There are few areas where the consensus among quantitative baseball researchers is stronger than the truism that “spring training stats don’t matter”, because the players are simply shaking the rust off and getting back into shape rather than trying to win. “Spring training stats are meaningless,” wrote Joe Sheehan of Baseball Prospectus back in 2008. “It’s the single most important thing to keep in mind every March.” Dave Cameron of Fangraphs echoed this view in 2010, saying that “Spring training numbers just don’t mean a thing. At all. Anything…Ignore the numbers coming from the Cactus and Grapefruit Leagues.” The conventional wisdom has not budged since then. Indeed, many fans who lack the ability to actually play baseball compete instead to find the most egregious example of a major-leaguer who showed up to camp “in the best shape of his life”, crushed the ball during spring training, and inevitably returned to mediocrity once the games started to count.

There’s no doubt that spring-training matchups are a far cry from meaningful baseball games. Half of them take place in high-and-dry Arizona, where balls regularly fly out of stadiums; the rest are held near sea level in humid Florida, where the heavy air turns would-be home runs into harmless pop flies. Players show up in a wide range of conditions: some spend their offseasons fishing or sunbathing, while others compete in Latin American winter leagues and arrive in midseason form. Pitchers often use the games to test out a new type of a pitch; some players are learning new defensive positions. The quality of competition varies wildly, from green teenage prospects to established superstars. And spring training does not last long enough to generate robust samples of performance: a typical player will get just 50-100 plate appearances or batters faced, a small fraction of the 600 for hitters and 800 for pitchers that they will see over the course of the year.

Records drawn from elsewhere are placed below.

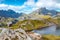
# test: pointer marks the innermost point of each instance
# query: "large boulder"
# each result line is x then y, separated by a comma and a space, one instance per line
17, 34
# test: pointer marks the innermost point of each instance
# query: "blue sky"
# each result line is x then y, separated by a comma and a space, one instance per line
27, 6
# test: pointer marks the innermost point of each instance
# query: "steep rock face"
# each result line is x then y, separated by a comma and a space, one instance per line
10, 13
17, 34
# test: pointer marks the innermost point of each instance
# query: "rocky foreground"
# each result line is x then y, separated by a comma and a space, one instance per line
17, 34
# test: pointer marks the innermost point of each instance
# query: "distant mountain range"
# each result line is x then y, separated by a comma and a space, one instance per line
10, 13
45, 11
13, 14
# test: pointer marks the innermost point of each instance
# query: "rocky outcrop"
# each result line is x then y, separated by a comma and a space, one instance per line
17, 34
35, 36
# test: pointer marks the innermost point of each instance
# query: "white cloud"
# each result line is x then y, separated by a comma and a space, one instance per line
49, 4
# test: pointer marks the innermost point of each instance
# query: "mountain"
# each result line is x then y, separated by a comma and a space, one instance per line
10, 13
45, 11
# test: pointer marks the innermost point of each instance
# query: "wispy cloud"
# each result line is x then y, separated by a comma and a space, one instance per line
31, 5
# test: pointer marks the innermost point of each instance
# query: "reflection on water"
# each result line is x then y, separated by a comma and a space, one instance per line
48, 30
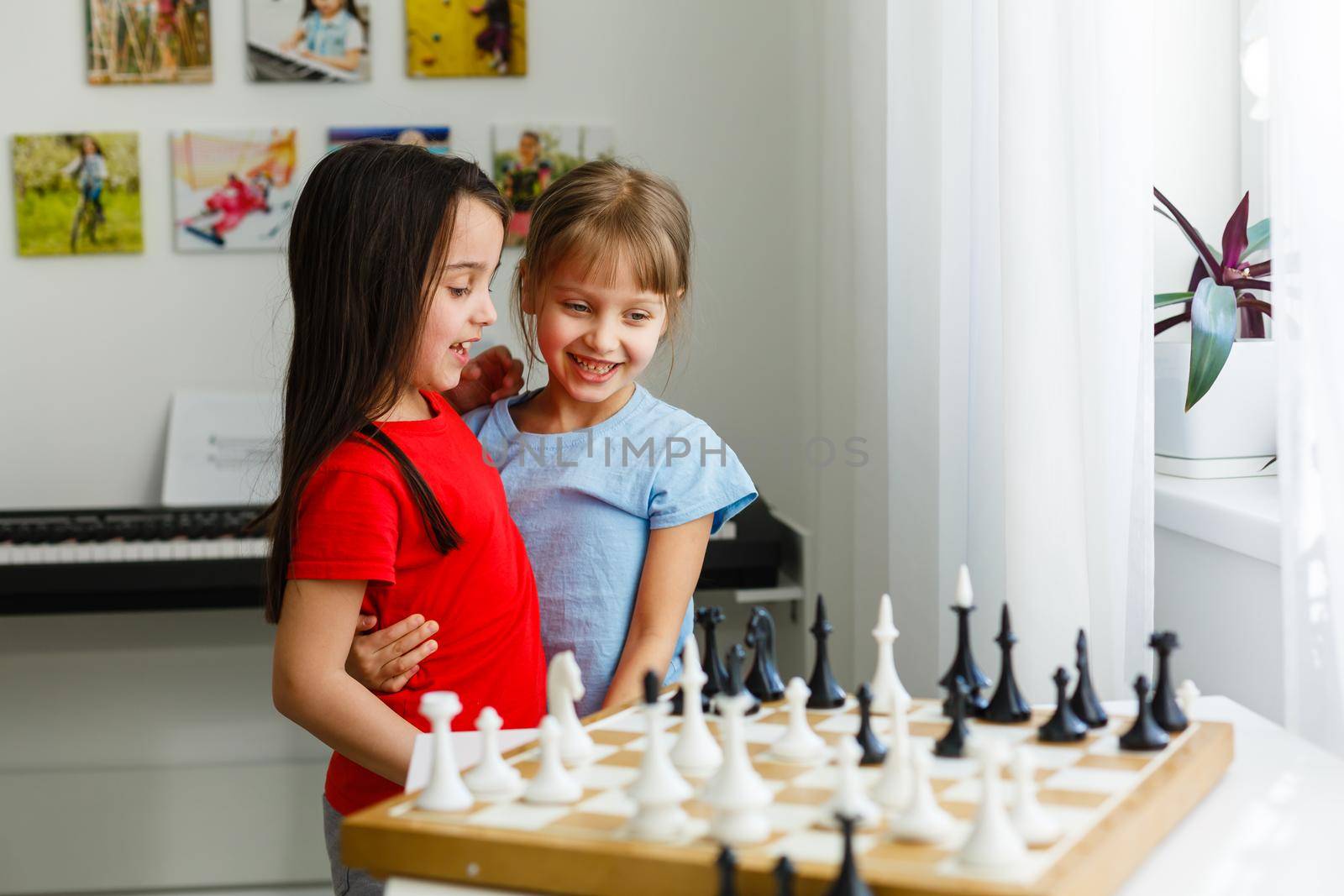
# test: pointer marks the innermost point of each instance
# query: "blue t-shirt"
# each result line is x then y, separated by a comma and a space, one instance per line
585, 503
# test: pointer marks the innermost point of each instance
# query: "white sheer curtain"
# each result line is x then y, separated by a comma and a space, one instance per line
1307, 203
1047, 270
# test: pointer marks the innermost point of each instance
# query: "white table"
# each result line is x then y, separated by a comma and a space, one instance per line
1273, 825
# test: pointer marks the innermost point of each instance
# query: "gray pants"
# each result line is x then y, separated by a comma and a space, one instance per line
346, 882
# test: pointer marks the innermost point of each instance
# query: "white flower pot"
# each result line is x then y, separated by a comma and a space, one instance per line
1231, 430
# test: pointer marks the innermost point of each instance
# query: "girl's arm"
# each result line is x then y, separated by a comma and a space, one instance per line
311, 687
671, 570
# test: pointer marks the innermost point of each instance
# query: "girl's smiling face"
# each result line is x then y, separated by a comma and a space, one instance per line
460, 307
596, 338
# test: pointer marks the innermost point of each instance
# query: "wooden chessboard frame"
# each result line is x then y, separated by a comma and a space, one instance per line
387, 841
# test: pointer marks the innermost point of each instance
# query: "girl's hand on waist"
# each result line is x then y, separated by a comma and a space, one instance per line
487, 378
385, 660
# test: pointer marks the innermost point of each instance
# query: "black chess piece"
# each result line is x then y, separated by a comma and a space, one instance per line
714, 671
826, 692
784, 875
1146, 734
874, 752
964, 664
764, 680
1007, 705
1063, 727
1085, 703
848, 883
953, 743
727, 864
737, 656
1167, 712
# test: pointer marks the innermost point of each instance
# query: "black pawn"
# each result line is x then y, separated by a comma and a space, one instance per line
1085, 703
737, 656
1167, 712
848, 883
1007, 705
1063, 727
764, 680
964, 665
826, 692
784, 875
953, 743
714, 672
874, 752
1146, 734
727, 864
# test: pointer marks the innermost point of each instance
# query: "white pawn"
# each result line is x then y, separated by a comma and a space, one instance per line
696, 752
492, 778
553, 782
799, 743
1037, 826
924, 821
564, 687
445, 792
886, 683
894, 786
1186, 694
737, 792
848, 799
994, 841
659, 792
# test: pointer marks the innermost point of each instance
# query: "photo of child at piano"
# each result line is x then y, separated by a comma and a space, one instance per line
617, 537
309, 40
385, 501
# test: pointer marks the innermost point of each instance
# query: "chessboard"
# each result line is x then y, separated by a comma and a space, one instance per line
1113, 806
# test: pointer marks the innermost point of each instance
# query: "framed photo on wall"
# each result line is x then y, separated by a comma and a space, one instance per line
465, 38
77, 194
323, 40
148, 42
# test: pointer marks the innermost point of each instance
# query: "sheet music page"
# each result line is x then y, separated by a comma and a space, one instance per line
222, 449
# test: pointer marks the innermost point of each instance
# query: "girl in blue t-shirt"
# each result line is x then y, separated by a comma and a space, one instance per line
333, 33
615, 490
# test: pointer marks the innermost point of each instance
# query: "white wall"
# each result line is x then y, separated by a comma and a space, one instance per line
139, 723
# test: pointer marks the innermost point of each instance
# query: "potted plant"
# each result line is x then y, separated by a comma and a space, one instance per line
1215, 394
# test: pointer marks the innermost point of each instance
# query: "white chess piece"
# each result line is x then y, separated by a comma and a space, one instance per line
924, 821
445, 792
492, 778
1032, 822
848, 799
994, 841
799, 743
886, 683
1186, 694
737, 792
696, 752
553, 782
894, 786
659, 792
564, 687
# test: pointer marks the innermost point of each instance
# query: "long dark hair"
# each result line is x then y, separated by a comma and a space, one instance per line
369, 234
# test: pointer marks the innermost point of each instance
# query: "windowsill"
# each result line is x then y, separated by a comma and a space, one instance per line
1240, 515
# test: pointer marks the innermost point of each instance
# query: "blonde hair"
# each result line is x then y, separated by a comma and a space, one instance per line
598, 217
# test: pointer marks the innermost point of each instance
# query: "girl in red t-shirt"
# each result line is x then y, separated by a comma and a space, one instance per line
386, 506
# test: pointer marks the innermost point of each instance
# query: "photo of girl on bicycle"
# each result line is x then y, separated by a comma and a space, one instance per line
77, 194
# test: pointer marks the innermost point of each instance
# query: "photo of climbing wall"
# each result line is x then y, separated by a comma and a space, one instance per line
524, 160
465, 38
77, 194
233, 190
148, 40
324, 40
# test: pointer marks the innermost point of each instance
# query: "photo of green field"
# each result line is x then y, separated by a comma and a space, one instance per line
77, 194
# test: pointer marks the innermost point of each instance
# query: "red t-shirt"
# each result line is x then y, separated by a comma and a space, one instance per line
356, 520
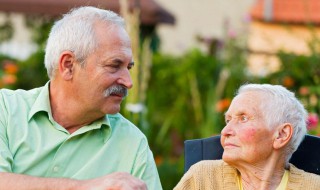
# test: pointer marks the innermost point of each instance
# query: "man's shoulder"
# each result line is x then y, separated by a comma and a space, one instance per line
120, 124
19, 93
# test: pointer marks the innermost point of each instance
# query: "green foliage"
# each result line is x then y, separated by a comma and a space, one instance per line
32, 72
301, 74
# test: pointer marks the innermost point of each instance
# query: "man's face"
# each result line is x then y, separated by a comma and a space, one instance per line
246, 139
102, 83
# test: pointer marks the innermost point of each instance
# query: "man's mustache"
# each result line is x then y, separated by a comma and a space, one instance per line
116, 90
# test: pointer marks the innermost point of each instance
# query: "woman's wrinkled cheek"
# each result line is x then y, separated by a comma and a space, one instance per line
249, 135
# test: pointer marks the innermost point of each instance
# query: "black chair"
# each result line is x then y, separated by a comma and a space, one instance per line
307, 156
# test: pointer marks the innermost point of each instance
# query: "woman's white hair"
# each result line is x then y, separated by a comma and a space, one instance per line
280, 106
75, 32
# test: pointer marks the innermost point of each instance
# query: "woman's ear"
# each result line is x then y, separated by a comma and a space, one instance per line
283, 135
67, 65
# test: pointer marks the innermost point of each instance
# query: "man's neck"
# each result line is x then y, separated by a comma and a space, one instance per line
67, 111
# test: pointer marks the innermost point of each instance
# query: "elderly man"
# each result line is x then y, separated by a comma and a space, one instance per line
68, 134
264, 126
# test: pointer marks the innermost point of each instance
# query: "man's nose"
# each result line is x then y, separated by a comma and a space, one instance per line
125, 79
227, 130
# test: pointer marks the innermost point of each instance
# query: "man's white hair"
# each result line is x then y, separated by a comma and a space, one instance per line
75, 32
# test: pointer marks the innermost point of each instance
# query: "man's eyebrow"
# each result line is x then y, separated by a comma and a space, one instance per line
131, 63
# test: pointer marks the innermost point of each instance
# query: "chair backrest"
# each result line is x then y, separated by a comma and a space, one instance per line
307, 156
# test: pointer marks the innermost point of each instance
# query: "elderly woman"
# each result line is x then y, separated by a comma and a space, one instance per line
264, 126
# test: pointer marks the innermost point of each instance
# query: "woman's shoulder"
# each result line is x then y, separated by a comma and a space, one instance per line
305, 179
210, 165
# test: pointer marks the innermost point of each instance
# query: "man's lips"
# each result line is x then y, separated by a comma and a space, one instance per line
118, 95
229, 145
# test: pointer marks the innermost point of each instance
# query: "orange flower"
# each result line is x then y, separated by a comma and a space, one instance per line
288, 81
10, 67
223, 105
304, 90
8, 79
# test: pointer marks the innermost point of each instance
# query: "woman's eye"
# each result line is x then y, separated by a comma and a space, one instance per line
244, 118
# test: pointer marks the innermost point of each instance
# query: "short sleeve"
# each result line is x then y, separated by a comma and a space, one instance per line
6, 158
145, 167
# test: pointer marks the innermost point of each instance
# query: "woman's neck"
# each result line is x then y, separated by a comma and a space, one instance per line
263, 176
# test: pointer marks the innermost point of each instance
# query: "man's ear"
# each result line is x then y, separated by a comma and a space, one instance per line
67, 65
283, 135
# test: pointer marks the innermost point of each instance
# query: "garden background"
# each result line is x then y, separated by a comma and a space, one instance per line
180, 97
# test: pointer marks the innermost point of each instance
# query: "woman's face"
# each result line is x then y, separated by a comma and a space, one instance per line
246, 138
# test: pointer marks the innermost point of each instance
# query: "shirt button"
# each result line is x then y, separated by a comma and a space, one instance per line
56, 169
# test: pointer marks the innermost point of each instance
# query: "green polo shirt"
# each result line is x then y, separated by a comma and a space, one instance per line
32, 143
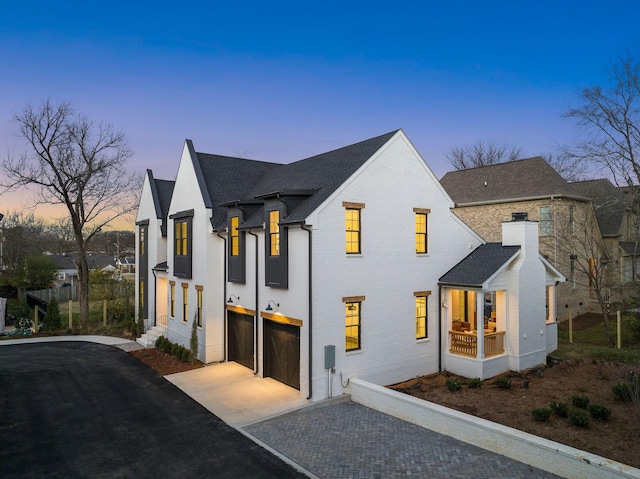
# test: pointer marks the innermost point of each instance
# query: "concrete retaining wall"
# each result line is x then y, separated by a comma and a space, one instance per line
547, 455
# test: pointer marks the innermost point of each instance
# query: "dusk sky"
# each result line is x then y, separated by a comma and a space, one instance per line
281, 81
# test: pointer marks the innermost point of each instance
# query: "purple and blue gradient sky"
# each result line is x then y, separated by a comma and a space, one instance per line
281, 81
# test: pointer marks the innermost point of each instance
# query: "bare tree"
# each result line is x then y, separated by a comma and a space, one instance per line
568, 166
609, 120
482, 154
75, 162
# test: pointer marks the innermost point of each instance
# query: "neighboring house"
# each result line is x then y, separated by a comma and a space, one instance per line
619, 229
485, 197
67, 273
335, 267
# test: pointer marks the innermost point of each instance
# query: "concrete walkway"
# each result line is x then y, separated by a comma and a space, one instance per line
237, 396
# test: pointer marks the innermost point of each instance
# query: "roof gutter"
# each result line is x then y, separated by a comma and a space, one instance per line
307, 228
521, 199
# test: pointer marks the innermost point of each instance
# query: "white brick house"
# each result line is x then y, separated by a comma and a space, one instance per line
316, 271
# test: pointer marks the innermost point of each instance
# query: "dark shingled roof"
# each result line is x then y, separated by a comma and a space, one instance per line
480, 265
164, 188
511, 181
608, 201
315, 177
228, 179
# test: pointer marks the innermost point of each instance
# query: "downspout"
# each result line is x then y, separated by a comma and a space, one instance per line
310, 289
439, 328
155, 296
224, 301
255, 326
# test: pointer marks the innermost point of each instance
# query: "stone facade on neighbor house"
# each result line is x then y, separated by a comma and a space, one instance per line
486, 196
327, 268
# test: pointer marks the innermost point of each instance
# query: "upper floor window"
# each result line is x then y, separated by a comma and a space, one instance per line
421, 314
182, 243
142, 241
181, 238
185, 301
421, 230
235, 237
274, 233
545, 220
172, 299
352, 227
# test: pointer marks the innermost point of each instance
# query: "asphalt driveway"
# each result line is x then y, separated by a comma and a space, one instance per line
79, 410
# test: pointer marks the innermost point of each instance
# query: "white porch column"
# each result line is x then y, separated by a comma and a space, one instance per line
480, 323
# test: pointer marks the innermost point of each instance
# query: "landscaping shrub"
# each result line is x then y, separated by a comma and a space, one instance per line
52, 320
542, 414
453, 385
579, 418
599, 412
503, 382
622, 391
474, 383
580, 400
560, 409
185, 355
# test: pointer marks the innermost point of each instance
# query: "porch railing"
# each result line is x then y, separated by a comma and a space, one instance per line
466, 343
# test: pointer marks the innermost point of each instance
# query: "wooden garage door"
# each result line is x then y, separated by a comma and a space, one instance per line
240, 333
282, 353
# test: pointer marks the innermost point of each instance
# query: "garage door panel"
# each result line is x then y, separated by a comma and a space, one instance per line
282, 353
240, 339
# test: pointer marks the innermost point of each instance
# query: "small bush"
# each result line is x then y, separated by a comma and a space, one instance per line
542, 414
453, 385
186, 355
623, 391
579, 418
474, 383
599, 412
560, 409
580, 401
503, 382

Yet in spite of all these caveats, the claim that spring-training numbers are useless is wrong. Not a little bit wrong, not debatably wrong—demonstrably and conclusively wrong. To be sure, the figures are noisy. But they still contain a signal. At the MIT Sloan Sports Analytics Conference held in Boston on February 27th-28th, I presented a study (see slides) that explained how to extract the statistical golden nuggets buried in this troublesome dataset, and offered some lessons this example provides for the practice of quantitative sports research more broadly.